歯ごたえがあり、粘りが強く珍味として重宝されています。 ヌメリ成分には、主としてアルギン酸とフコイダンと言う水溶性の食物繊維が含まれているのも好まれている海藻です。
カルシウムも豊富
ワカメはミネラル、ビタミン、繊維質が豊富です。海藻ならではのヨウ素も含まれています。カルシウムが多く、ビタミンA,B1 もかなり含有しており、同時に食物繊維も豊富なことから、便秘予防にもなりますし、高血圧症や、高脂血症などの生活習慣病の予防にも効果的です。
カロリーゼロなので、ダイエットに効果があります。またワカメに含有する褐色の色素フコクキサンチンが、脂肪を燃焼させて肥満を防ぐ動物実験が発表されています。

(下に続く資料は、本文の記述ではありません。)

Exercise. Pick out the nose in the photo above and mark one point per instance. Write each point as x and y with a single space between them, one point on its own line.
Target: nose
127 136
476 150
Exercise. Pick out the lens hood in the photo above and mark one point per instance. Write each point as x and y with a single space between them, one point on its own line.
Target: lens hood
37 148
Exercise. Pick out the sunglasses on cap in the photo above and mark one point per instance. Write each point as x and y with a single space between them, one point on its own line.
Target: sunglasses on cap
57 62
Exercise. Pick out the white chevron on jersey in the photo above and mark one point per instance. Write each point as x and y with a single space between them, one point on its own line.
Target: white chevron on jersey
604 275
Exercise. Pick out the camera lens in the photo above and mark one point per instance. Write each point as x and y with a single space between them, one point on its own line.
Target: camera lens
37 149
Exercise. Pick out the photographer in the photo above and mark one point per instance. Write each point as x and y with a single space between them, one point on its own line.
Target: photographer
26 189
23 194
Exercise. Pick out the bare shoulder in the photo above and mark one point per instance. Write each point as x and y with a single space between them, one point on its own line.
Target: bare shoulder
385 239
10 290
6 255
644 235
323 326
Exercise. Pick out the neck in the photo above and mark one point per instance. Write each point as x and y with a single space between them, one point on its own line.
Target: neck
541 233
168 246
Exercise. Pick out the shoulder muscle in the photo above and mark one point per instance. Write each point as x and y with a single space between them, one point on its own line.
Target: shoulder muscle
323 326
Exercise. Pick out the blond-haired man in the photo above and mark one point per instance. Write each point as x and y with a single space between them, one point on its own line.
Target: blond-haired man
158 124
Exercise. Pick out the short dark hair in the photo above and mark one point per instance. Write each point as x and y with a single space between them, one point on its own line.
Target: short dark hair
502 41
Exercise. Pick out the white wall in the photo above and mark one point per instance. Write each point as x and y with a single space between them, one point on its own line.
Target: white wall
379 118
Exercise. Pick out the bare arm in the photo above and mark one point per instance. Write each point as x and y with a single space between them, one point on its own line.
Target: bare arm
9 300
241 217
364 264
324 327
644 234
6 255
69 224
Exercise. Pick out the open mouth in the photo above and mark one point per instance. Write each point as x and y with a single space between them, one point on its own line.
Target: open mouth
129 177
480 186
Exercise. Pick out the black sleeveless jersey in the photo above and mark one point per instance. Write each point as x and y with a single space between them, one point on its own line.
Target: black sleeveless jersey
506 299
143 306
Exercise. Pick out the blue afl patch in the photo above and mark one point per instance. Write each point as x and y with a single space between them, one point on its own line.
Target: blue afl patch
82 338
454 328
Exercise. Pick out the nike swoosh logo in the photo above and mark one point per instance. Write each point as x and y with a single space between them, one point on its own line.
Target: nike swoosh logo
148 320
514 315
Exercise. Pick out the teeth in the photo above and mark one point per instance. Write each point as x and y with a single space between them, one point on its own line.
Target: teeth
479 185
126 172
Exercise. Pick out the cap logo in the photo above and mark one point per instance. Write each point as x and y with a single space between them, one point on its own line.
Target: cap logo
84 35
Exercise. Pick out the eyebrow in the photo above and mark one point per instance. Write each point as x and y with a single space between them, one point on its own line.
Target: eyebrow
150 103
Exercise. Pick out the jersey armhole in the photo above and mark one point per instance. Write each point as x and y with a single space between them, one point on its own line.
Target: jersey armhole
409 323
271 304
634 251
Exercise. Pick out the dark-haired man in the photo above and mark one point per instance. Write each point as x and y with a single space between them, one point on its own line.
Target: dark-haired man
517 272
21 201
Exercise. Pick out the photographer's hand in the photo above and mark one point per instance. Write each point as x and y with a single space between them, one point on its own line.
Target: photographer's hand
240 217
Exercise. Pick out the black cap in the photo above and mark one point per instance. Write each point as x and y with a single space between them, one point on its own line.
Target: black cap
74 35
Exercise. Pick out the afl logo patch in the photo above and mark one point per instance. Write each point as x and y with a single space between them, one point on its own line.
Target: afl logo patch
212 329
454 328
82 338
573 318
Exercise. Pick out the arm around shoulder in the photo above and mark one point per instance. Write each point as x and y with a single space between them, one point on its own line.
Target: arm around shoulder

昔から海藻を食べると毛髪に良いといいます。 メカブのアルギン酸が髪のキューティクルを補修し、フコイダンが毛母細胞を活性化し、育毛を促進するからと言われています。
文:ばばれんせい 絵:とよだゆき
ワカメの食品成分
平成30年(2018年)における、都道府県別のわかめの養殖量(水揚げ量)
順位 | 都道府県 | 収穫量 | 割合 |
1 | 岩手県 | 18,220t | 35.90% |
2 | 宮城県 | 16,939t | 33.40% |
3 | 徳島県 | 6,280t | 12.40% |
4 | 長崎県 | 989t | 1.90% |
5 | 神奈川県 | 621t | 1.20% |
6 | 北海道 | 597t | 1.20% |
7 | 熊本県 | 547t | 1.10% |
8 | 愛知県 | 357t | 0.70% |
9 | 大阪府 | 304t | 0.60% |
10 | 島根県 | 222t | 0.40% |
11 | 秋田県 | 179t | 0.40% |
12 | 山口県 | 173t | 0.30% |
13 | 新潟県 | 73t | 0.10% |
14 | 香川県 | 66t | 0.10% |
15 | 青森県 | 52t | 0.10% |
16 | 岡山県 | 51t | 0.10% |
17 | 京都府 | 44t | 0.10% |
18 | 佐賀県 | 39t | 0.10% |
19 | 福井県 | 20t | 0.00% |
20 | 大分県 | 19t | 0.00% |
21 | 千葉県 | 15t | 0.00% |
22 | 石川県 | 6t | 0.00% |
23 | 愛媛県 | 3t | 0.00% |
24 | 富山県 | 2t | 0.00% |
25 | 静岡県 | X | X |
26 | 三重県 | X | X |
27 | 兵庫県 | X | X |
28 | 和歌山県 | X | X |
29 | 鳥取県 | X | X |
30 | 広島県 | X | X |
31 | 福岡県 | X | X |
32 | 鹿児島県 | X | X |
出典:地域の入れ物
データが非公表の都道府県は「X」となっています。